There is no rose (track 7) is much recorded. Once again the Hilliards sound a little plangent by comparison with Alamire, directed by David Skinner (Deo Gracias Anglia, Obsidian CD709), a Cambridge ensemble performing music partly from a collection associated with that University. I preferred Alamire’s more direct style, with harp accompaniment – unobtrusive except when it’s allowed a little space on its own between stanzas.
 
Cornysh the Elder’s Ave Maria (track 11) comes from the Eton Choir Book. It receives a fine performance here but there are rival versions to consider, of which I chose for comparison that by The Tallis Scholars (Gimell, most recently and most inexpensively on Renaissance Radio, CDGIM212 – Recording of the Month: review and Download News 2013/3: Bargain of the Month).
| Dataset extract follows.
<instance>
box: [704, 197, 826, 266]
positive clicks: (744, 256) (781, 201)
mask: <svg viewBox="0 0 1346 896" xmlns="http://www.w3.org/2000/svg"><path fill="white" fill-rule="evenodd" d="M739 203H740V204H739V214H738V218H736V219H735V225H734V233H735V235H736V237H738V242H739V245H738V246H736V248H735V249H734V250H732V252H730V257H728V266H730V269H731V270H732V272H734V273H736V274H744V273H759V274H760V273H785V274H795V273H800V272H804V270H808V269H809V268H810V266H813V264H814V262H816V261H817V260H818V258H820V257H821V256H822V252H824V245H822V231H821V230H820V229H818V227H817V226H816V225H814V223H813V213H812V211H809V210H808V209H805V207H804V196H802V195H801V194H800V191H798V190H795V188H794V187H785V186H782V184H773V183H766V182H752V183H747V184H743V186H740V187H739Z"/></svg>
The Scholars and the Hilliards take the music at about the same pace and I very much enjoyed both. Even if you bought Renaissance Radio – essentially an inexpensive showcase of the Scholars’ various recordings – on the strength of reviews from John Quinn and myself don’t let that deter you from the new ECM recording.
 
Ah, gentle Jesu (track 14), by the composer whom we know only as Sheryngham – no first name, no dates – also features in the Eton Choir Book and the piece has been recorded by The Sixteen on one of their CDs of music from that collection (Coro COR16012 – review and review – or the 5-CD-for-4 set COR16040). This time it’s The Sixteen – often faster in music of this period than other ensembles – who, surprisingly, are slower, at 11:00 as against the Hilliards’ 8:27. There’s no sense that Harry Christophers allows the music to drag on Coro, but this time it’s the more forthright performance on the new ECM album that makes the stronger impression of two very fine performances and makes a very fine end to their final recording.
 
Even where I have expressed a preference for another recording or thought the Hilliard Ensemble on a par with others, it’s certainly not my intention to dismiss their performance. All in all, though I recommend some or all of The Sixteen’s recordings of the music of the Eton Choir Book – a very important series of recordings of this repertoire, more recently supplemented by recordings from Christ Church, Oxford, on Avie – Gothic Voices’ (Hyperion) and The Tallis Scholars’ (Gimell) recordings of music of this period, I greatly enjoyed this new well-recorded programme. The performances are never mere also-rans and in some cases they even trump the distinguished competition. Only the brevity of documentation in the booklet is a serious cause for reservation.